Backyards, too, are a sign of prosperity.
As the food historian Barbara Santich points out, it was relatively recently — that is, after the Second World War — that backyards were turned over from home food production and gardening to leisure. The reason was affluence, as well as the convenience and availability of supermarkets.
Hence, the 1865 journey to Ferntree Gully. The Australian backyard of our ancestors was an economic asset, not a social setting.
This remained the case well into the twentieth century. A short book from 1928 explains to Britons the difference between Christmas in Australia and in the mother country. The book tells the story of the "long trek" taken by Australians on Christmas Eve to the mountains and the sea. Cars would be heavy loaded with tent-poles and gramophones and food. And, of course, spare tyres. Celebration would start at dawn the next day.
Finally, the barbecue. The barbecue is a remarkably recent invention. Its pre-war equivalent was the "chop picnic", where meat was cooked on a small fire in the ground. The figures in the background of ''Christmas in Australia'' are probably having a chop picnic.
When backyards were freed up, Australians started building permanent barbecues out of brick fuelled by firewood. (Nobody wants an open fire in their backyard.)
The free standing portable metal barbecue fuelled by a gas bottle became prominent in the 1970s. Gas barbecues are better in almost every way: they're cleaner, heat faster, and, as they cool down rapidly, they're safer too. It was only thanks to better materials, cheaper energy and technological innovation that the free standing gas barbecue became the Australian norm.
So our traditions change according to our prosperity. Our relationships do too.
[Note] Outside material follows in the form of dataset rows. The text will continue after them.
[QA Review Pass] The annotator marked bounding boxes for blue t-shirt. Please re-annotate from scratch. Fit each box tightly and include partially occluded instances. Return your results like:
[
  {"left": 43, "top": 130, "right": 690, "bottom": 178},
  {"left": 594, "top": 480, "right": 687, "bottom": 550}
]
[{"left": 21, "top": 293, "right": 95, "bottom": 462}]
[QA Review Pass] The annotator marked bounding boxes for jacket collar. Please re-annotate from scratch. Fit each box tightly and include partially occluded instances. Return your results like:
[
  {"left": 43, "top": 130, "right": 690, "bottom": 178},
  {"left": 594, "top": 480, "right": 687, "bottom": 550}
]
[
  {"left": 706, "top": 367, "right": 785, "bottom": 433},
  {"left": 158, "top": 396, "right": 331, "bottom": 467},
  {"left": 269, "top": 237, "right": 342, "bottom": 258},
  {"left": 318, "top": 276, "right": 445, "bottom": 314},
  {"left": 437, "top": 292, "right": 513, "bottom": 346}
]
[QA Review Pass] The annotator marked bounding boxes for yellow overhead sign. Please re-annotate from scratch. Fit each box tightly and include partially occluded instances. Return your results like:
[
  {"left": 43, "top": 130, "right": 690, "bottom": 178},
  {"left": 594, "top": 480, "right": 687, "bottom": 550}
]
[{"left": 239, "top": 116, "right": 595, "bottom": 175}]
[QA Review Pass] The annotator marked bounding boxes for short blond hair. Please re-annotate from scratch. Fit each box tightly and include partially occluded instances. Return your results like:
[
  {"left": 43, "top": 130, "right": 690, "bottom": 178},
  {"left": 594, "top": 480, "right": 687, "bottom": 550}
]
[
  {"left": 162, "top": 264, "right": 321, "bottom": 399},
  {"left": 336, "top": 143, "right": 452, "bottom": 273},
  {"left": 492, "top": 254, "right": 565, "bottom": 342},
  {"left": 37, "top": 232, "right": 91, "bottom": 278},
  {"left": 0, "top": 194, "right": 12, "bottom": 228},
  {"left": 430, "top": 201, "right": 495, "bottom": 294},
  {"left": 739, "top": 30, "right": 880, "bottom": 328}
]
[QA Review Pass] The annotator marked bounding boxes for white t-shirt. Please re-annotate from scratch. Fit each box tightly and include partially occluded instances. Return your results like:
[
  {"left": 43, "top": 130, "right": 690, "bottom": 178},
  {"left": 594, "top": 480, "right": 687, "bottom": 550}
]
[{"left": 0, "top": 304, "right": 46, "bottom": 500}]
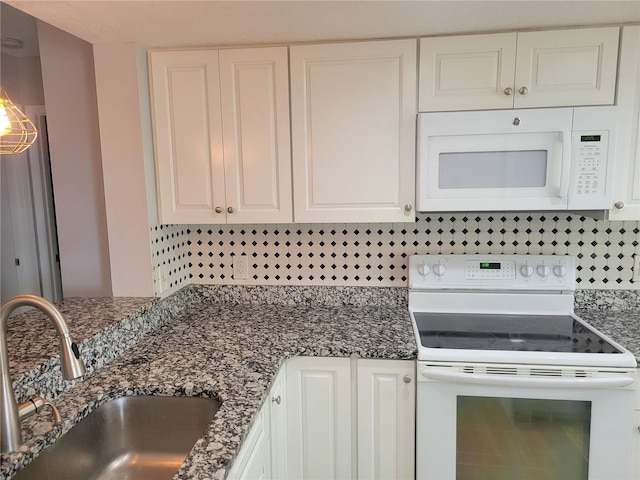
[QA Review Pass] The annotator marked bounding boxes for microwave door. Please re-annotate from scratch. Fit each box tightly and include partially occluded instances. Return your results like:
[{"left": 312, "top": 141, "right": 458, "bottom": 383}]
[{"left": 418, "top": 132, "right": 571, "bottom": 211}]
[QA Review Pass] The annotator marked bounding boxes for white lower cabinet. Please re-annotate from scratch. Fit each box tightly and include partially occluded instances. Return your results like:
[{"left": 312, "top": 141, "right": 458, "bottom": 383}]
[
  {"left": 227, "top": 357, "right": 415, "bottom": 480},
  {"left": 357, "top": 360, "right": 416, "bottom": 480},
  {"left": 227, "top": 403, "right": 272, "bottom": 480},
  {"left": 286, "top": 357, "right": 352, "bottom": 479}
]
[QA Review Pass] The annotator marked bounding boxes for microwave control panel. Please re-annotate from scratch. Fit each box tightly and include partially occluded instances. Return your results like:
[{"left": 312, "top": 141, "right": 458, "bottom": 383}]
[{"left": 571, "top": 130, "right": 609, "bottom": 198}]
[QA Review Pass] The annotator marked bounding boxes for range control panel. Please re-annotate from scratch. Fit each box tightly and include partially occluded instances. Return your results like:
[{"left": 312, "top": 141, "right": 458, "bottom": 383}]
[
  {"left": 572, "top": 131, "right": 609, "bottom": 196},
  {"left": 409, "top": 255, "right": 576, "bottom": 290}
]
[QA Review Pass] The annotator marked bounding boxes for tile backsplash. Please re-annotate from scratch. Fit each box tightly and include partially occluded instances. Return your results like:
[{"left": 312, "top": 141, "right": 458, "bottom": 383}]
[{"left": 151, "top": 212, "right": 640, "bottom": 293}]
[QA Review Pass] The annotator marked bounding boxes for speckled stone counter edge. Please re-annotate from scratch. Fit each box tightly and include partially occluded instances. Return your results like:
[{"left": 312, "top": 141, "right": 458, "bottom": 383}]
[
  {"left": 191, "top": 285, "right": 408, "bottom": 306},
  {"left": 189, "top": 285, "right": 640, "bottom": 311},
  {"left": 575, "top": 290, "right": 640, "bottom": 312},
  {"left": 13, "top": 288, "right": 200, "bottom": 402}
]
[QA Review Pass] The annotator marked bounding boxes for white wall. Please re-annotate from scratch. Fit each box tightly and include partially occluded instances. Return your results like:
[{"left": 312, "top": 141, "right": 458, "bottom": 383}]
[
  {"left": 93, "top": 43, "right": 155, "bottom": 296},
  {"left": 38, "top": 21, "right": 112, "bottom": 297}
]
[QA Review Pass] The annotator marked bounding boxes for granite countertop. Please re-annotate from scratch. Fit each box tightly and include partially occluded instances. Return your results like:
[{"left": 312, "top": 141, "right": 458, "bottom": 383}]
[
  {"left": 0, "top": 289, "right": 640, "bottom": 480},
  {"left": 0, "top": 290, "right": 416, "bottom": 480},
  {"left": 575, "top": 308, "right": 640, "bottom": 360}
]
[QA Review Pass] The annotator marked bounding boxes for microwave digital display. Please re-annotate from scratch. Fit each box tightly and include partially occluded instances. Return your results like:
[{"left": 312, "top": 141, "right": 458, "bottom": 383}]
[
  {"left": 580, "top": 135, "right": 600, "bottom": 142},
  {"left": 480, "top": 262, "right": 502, "bottom": 270}
]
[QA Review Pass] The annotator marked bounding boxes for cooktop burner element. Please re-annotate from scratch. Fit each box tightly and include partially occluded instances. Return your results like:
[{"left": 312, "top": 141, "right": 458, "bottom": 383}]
[
  {"left": 409, "top": 255, "right": 636, "bottom": 368},
  {"left": 414, "top": 312, "right": 622, "bottom": 353}
]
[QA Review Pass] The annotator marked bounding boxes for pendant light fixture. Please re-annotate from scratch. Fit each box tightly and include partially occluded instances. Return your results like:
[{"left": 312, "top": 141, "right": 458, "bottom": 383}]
[{"left": 0, "top": 88, "right": 38, "bottom": 155}]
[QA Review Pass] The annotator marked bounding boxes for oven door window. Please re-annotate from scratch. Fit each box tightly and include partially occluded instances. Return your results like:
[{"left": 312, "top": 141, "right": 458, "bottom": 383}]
[{"left": 456, "top": 396, "right": 591, "bottom": 480}]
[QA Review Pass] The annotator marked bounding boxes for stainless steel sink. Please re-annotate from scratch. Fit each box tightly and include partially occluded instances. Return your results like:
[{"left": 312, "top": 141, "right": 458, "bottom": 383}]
[{"left": 14, "top": 396, "right": 220, "bottom": 480}]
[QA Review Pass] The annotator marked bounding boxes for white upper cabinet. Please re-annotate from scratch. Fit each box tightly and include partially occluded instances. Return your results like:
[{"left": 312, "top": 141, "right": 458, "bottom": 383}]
[
  {"left": 290, "top": 40, "right": 417, "bottom": 223},
  {"left": 150, "top": 47, "right": 292, "bottom": 224},
  {"left": 419, "top": 27, "right": 619, "bottom": 112},
  {"left": 609, "top": 26, "right": 640, "bottom": 220},
  {"left": 419, "top": 33, "right": 516, "bottom": 112}
]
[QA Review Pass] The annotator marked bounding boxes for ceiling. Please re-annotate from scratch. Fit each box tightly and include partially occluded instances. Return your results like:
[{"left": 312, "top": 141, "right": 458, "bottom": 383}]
[{"left": 2, "top": 0, "right": 640, "bottom": 51}]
That family in Ferntree Gully 150 years ago were — as European settlers — at least a four-month journey on an iron clipper ship away from the family they may have left behind. Communicating with their relatives by letter would have taken twice that.
In the 1930s the situation was much better. An Australian wanting to travel to Europe could have flown. But aviation was in its infancy. The flight would have been extremely high cost — far too high for a mere holiday — and taken more than a week.
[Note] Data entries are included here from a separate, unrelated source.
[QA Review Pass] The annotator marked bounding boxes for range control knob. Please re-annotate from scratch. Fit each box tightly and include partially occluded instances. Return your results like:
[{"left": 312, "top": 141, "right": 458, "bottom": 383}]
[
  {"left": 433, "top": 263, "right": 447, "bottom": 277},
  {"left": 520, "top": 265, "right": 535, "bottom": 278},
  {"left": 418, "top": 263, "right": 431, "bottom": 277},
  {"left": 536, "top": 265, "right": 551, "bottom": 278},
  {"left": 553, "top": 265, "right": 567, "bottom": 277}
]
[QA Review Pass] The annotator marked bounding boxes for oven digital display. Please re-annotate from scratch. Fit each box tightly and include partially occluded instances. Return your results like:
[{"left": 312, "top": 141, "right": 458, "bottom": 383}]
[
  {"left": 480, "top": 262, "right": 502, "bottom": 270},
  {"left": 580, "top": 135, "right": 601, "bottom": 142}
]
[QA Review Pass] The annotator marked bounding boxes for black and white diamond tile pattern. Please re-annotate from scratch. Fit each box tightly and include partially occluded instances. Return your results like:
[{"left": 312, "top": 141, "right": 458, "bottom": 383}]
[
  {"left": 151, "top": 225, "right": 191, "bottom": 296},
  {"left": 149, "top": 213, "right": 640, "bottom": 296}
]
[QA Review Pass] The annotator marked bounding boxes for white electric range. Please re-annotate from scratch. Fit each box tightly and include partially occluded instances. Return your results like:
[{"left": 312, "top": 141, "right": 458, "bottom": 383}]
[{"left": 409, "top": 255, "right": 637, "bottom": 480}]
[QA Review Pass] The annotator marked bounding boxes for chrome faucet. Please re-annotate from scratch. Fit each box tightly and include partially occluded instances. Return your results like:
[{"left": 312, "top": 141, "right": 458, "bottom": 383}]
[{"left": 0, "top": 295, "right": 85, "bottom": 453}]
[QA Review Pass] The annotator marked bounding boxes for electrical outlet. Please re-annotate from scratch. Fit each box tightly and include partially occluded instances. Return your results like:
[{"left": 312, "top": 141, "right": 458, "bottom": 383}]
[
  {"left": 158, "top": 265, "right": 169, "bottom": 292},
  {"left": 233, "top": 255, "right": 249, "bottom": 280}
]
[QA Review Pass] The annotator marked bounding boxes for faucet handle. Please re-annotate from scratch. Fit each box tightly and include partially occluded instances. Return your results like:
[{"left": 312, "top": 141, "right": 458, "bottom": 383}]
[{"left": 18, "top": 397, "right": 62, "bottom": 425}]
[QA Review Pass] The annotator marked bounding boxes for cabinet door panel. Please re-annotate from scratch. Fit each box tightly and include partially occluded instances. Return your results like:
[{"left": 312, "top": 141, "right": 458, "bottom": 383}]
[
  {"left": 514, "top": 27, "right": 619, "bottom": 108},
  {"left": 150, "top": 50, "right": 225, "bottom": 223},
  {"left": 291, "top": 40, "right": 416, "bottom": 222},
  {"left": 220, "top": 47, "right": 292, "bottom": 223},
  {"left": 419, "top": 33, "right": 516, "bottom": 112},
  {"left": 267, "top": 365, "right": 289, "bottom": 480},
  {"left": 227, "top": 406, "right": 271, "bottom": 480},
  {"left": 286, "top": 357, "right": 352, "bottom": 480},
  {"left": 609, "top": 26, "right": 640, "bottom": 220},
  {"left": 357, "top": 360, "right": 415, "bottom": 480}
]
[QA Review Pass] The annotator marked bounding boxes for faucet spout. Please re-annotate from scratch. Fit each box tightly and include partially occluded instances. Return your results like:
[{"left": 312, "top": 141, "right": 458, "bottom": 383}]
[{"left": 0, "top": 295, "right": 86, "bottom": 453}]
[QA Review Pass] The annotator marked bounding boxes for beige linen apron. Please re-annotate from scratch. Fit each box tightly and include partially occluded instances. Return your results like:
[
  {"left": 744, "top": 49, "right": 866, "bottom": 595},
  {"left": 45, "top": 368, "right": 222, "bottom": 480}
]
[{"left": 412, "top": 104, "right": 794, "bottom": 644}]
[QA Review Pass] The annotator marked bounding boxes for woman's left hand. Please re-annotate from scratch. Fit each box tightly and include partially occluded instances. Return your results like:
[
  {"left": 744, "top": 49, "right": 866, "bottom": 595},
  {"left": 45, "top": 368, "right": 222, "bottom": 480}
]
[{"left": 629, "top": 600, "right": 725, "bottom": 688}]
Today we can cross the planet in 24 hours. And, with the internet, communication is instantaneous. That technological change has made seeing and appreciating our family much cheaper.
The cost of sending a gift to a family-member across the other side of the world by sea freight has declined by two thirds between the 1930s and 2013.
Flights to see family members are a tenth of what they were.
An international phone call is one 100th of what it was 85 years ago. If we use Skype, it is effectively zero-price. Letters, too, cost nothing online.
Australia is a very rich country — one of the richest in human history.
And there's no better time to reflect on how that wealth has made it easier to have stronger relationships than Christmas.